Tennessee Principals Association Statement of Support for Flexibility in Teacher Evaluation for the 2020-2021 academic year in response to COVID 19
Emergency rules developed in response to the COVID 19 public health emergency superseded the Tennessee State Board of Education’s policy for teacher and administrator evaluation (5.201). This allowed our state to offer waivers or specific guidance regarding the completion of evaluations during the COVID-19 pandemic based on the local evaluation model. Although this was a necessary action at the time, it does not mitigate the continued need for flexibility during the abrupt transition to online instruction, hybrid teaching models, intermittent absences due to quarantine, and the strict regulations required for face-to-face instruction under the department of health’s re-opening guidance.
It is the position of the Tennessee Principals Association that districts receive flexibility and local authority to identify components of a qualitative appraisal instrument (including TEAM) and/or alternate observation model to uphold and carry out the primary purpose of annual teacher and administrator evaluation for the 2020-2021 schoolyear. The selected instrument should continue to identify and support instruction through feedback and transparency that will lead to high levels of student achievement while not penalizing a teacher who may have made an abrupt change in pedagogical practices and experienced intermittent disruptions to learning caused by COVID 19. Additionally, we believe waiving any resulting accountability related to observation scores for the 2020-2021 school year is appropriate.
Reason 1: Teachers have made quick shifts to a new pedagogy, changes to content area assignments, and variation in instructional pacing. Furthermore, the intermittent attendance of students and staff due to quarantines may negatively affect the pacing and consistency in the delivery of content. There is no model or frame work for the effectiveness of classroom instruction under this duress and circumstance, therefore teachers, in this apprentice-like setting, are learning as they go. In the interest of the burgeoning of new pedagogy, teacher evaluation focused on growth and development should be rooted in feedback rather than accountability to support the new landscape of education.
Reason 2: Teachers in Tennessee have experienced inequities in availability of resources and professional learning for delivering distance learning across schools serving different student populations. *Researchers found that educators shifted quickly to distance learning and provided a variety of support during the widespread school closures, but they indicated needing additional resources. These resources included access to technology and devices for students, teacher training in remote instruction, strategies for motivating students, ways to address loss of students' hands-on learning opportunities, and strategies to support students' social and emotional learning.
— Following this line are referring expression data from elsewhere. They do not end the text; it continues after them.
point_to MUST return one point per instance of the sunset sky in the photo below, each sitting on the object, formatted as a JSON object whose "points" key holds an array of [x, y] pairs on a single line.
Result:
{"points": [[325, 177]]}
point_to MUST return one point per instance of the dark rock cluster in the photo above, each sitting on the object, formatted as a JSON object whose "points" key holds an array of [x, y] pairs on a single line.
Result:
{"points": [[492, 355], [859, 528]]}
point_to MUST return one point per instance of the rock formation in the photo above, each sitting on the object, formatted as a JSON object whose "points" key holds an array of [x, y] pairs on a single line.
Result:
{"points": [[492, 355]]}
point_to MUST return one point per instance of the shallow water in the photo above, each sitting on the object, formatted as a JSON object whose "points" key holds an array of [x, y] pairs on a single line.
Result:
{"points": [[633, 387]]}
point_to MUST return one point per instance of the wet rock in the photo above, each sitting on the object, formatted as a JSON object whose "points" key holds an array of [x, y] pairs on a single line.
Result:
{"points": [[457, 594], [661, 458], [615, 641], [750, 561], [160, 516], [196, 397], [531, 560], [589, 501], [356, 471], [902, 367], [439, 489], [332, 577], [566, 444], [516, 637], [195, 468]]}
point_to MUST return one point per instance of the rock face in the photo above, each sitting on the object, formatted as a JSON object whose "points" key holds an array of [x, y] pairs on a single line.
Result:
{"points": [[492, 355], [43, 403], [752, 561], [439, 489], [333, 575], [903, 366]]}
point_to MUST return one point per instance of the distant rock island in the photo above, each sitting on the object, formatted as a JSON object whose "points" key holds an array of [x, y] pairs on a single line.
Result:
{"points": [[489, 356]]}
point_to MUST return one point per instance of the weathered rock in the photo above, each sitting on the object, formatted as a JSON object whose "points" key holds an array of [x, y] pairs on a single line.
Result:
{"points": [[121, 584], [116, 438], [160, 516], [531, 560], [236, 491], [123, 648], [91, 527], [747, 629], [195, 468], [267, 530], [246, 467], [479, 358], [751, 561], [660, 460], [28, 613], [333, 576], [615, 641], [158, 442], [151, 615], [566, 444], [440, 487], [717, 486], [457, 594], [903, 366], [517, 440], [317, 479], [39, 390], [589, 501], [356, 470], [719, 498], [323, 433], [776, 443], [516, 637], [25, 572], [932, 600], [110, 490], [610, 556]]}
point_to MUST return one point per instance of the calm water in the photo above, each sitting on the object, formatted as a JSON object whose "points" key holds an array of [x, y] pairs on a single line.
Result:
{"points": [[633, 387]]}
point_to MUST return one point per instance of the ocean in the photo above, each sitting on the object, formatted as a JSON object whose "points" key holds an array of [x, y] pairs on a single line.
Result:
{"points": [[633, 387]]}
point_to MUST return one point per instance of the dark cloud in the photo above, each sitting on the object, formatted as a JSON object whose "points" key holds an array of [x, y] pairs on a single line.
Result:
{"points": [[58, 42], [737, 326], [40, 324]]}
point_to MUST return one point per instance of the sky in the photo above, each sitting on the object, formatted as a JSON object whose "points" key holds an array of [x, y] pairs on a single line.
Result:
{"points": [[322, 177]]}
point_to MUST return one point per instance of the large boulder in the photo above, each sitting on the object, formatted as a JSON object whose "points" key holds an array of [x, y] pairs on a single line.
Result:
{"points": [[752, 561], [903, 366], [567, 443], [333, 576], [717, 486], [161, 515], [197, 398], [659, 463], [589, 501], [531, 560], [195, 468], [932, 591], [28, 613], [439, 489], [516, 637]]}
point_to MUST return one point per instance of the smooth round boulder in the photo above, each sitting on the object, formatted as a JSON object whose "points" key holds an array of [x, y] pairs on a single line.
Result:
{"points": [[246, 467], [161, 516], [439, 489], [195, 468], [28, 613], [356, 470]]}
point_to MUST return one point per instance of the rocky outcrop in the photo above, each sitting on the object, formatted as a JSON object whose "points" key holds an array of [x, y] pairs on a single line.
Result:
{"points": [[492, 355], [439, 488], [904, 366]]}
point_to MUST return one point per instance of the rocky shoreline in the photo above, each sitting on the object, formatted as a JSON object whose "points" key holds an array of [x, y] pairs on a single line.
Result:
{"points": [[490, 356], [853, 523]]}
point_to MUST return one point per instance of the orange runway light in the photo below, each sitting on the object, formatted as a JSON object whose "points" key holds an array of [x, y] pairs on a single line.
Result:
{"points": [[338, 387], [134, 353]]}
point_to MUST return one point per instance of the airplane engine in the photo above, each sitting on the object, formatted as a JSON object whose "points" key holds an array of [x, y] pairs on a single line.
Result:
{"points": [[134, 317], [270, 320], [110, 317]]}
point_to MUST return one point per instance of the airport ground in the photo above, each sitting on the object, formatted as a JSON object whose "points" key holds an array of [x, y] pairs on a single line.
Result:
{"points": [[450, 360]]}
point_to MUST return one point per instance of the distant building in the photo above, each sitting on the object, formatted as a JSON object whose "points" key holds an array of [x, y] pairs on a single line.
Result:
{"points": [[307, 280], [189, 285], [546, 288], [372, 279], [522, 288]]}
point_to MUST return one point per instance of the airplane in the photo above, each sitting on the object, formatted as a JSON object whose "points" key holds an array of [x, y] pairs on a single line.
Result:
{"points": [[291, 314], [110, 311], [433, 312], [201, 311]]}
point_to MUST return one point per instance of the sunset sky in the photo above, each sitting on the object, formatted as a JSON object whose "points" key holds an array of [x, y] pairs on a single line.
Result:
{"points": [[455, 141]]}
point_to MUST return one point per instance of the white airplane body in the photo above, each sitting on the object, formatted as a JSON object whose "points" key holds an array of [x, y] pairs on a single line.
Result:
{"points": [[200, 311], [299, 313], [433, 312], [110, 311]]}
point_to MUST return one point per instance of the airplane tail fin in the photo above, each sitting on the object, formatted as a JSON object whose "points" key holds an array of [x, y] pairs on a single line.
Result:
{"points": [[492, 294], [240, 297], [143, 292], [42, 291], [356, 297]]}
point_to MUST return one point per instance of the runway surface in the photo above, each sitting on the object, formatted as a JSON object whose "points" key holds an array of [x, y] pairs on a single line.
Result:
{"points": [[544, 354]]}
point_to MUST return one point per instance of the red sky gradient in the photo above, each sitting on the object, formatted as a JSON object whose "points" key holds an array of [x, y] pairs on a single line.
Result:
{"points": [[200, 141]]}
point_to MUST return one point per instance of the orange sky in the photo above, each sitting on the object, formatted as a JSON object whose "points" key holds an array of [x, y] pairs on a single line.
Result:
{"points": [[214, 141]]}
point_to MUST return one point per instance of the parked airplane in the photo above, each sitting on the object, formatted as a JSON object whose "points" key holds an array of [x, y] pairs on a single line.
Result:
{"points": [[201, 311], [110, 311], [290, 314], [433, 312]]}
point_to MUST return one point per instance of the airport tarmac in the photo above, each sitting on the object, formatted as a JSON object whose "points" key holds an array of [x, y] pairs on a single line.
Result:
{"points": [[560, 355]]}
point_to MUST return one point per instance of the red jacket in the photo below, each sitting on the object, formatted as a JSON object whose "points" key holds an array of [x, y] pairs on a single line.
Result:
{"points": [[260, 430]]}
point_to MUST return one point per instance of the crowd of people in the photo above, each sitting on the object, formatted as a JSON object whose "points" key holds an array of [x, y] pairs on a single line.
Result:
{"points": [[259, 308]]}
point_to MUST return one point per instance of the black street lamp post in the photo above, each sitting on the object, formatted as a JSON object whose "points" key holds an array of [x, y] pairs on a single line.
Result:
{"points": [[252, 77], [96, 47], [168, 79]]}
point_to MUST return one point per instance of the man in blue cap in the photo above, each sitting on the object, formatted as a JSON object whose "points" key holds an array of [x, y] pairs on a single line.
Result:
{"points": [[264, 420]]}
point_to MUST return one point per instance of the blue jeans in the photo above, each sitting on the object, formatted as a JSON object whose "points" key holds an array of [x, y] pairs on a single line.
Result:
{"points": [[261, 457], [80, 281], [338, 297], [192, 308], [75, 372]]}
All of these factors are interwoven into the fabric of quality instruction and cannot be ignored as influential to student achievement.
Tennessee Principals Association Statement of Support for Waiving Standardized Testing for the 2020-2021 academic year in response to COVID 19
Although the Every Student Succeeds Act describes a continuous cycle of reporting student data, issuing school classifications, and using collected data to inform local interventions and supports, it cannot mitigate the impact of COVID19 on continuity of instruction and the contingency planning required in subsequent years following a school closure.
It is the position of the Tennessee Principals Association that standardized assessments required with concomitant accountability under this act should be waived for the2020-2021 academic year.
The 2020-2021 academic year may continue to have intermittent disruptions to learning. Local plans developed in areas throughout the state use health and community data to determine case numbers that influence the functionality of schools. The fluctuation between brick and mortar teaching and virtual or remote options may lack continuity of learning that is outside of typical school practices. This results in an inability to provide a guaranteed and viable curriculum. Although schools are developing contingency plans for this, states largely focus on providing recommendations rather than guidance. This results in teachers transitioning to virtual learning with limited professional development and infrastructure. Without the guarantee of systematic and consistent curriculum delivered through rich pedagogy, standardized testing will not accurately reflect student achievement and growth, thus negatively impacting both students and schools.
As local districts determine schedules and instructional approaches independently, the rate and level of quality of student instruction will vary among districts. Local districts are mitigating the impact of previous year closures by determining what is critical to teach based on a variety of data sources. Each school is attempting to maximize instructional time and consider how creative scheduling and programming may offset previous year disruptions. In addition to variation in instructional approaches or programming, schools are grappling with responding to trauma, joblessness and an increase in the number of families facing food insecurity, homelessness, domestic violence and even the illness or death of a loved one. We are establishing plans and supports, with limited resources, to assuage the impact this could have on academic projections, especially for our most vulnerable populations.
Waiving standardized testing for the year would allow local districts to prep contingency plans influenced by robust and coherent data. Schools will carefully plan for instructional shifts, gaps, and current standards through the systematic examination of data in the form of interim assessments, benchmarks, and use of diagnostics to inform instruction. Districts can focus professional learning on data analysis, informed decision making based on data, and progress monitoring to determine if instruction can offset the negative impact of school disruption. Without the rigid schedule for standardized assessments this spring, schools can maximize class time and provide a continuity of learning that spans the entire year and is responsive to the needs of all learners within the school.